As outras hipóteses, mais prováveis, são de excluir nesta questão? Cavaco mentiu, não sente aquilo que disse. E por que o faria? Que sentido faria a mentira num presidente que acabou de ser eleito e tem uma ou duas presidências pela frente para provar algum ponto que queira provar? Penso em algo diferente, devaneio um pouco e imagino Aníbal sentado no conforto do seu Palácio de Belém, rodeado de Maria e dos seus adoráveis netos, sorrindo naquele modo muito especial que ele tem de sorrir, provinciano e humilde, de homem que conseguiu subir a pulso na vida.
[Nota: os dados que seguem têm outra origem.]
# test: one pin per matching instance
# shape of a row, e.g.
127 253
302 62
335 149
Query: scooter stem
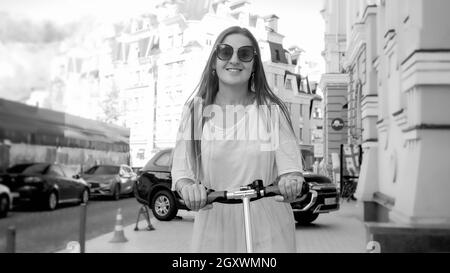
248 225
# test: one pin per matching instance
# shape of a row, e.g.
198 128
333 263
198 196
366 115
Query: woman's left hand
290 186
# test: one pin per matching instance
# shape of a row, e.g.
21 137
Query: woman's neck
233 96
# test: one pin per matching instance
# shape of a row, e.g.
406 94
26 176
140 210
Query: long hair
207 90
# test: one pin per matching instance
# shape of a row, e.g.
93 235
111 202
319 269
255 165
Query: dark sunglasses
245 53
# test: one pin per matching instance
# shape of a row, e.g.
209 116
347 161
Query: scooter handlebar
255 194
Imagino-o a pensar nos seus pais, lá em Boliqueime, olhando com orgulho para o televisor, ouvindo o filho pródigo discursar, escutando o elogio quase unânime dos seus antigos adversários. Imagino-o a sentir o peito inchar de vaidade ao pensar nos pais achando que, apesar de ter subido alto, não se esqueceu do berço de madeira onde nasceu. Há muito de verdade neste súbito devaneio, mas também há alguma mentira. Mas quem saberá distinguir ao certo qual é qual, na ficção como na política?